The new memoir from the former KISS guitarist – in which Freheley accuses bassist and reality TV star Gene Simmons of being a money-grubber who crushed his daughter’s film dreams - landed at an impressive No. 10 in its first week out on the New York Times Hardcover Nonfiction Best Sellers list.
Further down the list from Frehley’s No Regrets: A Rock ‘N’ Roll Memoir sits guitarist Tony Iommi’s Iron Man: My Journey Through Heaven And Hell With Black Sabbath. It occupies the No. 35 spot.
The varying successes could well be a question of optics.

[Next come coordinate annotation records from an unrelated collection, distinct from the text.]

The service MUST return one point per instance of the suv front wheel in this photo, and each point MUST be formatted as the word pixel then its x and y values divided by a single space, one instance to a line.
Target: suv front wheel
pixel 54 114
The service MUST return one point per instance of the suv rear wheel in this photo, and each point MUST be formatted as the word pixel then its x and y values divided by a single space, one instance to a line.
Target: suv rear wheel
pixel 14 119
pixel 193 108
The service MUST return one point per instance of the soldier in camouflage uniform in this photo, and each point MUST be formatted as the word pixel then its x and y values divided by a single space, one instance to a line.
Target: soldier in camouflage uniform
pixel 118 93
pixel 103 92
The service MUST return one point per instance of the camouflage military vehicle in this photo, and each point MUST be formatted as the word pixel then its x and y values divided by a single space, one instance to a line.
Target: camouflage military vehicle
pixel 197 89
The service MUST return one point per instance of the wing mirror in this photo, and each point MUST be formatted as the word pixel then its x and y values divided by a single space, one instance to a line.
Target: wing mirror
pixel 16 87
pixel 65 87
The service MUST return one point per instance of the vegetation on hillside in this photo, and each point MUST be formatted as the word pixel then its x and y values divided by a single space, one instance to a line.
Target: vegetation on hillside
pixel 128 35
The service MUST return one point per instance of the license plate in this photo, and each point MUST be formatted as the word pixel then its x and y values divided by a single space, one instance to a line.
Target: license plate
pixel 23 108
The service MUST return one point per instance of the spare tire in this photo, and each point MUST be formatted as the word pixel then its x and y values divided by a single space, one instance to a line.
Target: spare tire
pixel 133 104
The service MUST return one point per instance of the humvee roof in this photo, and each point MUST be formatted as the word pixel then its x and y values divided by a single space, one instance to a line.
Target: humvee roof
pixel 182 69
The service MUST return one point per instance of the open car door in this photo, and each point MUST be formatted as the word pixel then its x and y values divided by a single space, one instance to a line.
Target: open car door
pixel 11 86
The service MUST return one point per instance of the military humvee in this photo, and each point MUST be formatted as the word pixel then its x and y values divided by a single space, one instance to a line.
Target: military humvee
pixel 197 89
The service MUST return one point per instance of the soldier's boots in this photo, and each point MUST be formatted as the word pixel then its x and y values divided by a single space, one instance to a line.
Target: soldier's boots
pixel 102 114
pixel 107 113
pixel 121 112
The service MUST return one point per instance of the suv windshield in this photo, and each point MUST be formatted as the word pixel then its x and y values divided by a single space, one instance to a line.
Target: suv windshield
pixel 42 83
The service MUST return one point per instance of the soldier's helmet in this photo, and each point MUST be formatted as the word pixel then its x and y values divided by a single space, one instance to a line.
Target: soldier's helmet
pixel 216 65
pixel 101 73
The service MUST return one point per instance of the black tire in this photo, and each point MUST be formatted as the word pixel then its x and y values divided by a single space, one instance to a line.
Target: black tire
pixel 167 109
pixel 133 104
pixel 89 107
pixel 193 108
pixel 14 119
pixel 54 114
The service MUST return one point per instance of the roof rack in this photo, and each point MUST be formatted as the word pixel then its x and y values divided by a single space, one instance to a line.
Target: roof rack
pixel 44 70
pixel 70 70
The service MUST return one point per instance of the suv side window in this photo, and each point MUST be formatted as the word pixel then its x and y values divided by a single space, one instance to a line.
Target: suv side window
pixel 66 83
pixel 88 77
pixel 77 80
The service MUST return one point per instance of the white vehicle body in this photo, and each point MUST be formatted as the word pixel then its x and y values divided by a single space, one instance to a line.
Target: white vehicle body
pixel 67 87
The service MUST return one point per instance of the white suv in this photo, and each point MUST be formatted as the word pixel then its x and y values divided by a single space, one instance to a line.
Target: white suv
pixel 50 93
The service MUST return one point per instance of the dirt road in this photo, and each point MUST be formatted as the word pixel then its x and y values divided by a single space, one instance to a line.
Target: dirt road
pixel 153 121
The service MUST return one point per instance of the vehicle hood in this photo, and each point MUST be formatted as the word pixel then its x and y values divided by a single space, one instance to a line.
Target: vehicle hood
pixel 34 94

Where Frehley calls No Regrets, which was co-authored by journalist Joe Layden, a look back at his “life of sex, drugs, and rock ‘n’ roll” and doubtless gets some lift from Simmons’ high-profile, Iommi describes his book simply: “It’s just my life, really,” he said. “It’s about what happened and what I grew up from, and how I’ve gone through life to where I am now.”
Isn’t that exactly what a memoir should be? Iron Man was co-written by journalist T.J. Lammers and may well need an epilogue detailing how Iommi spent the gazillions of dollars he earned as part of the Black Sabbath reunion heading into arenas worldwide throughout 2012.
Talk about truth being stranger than fiction.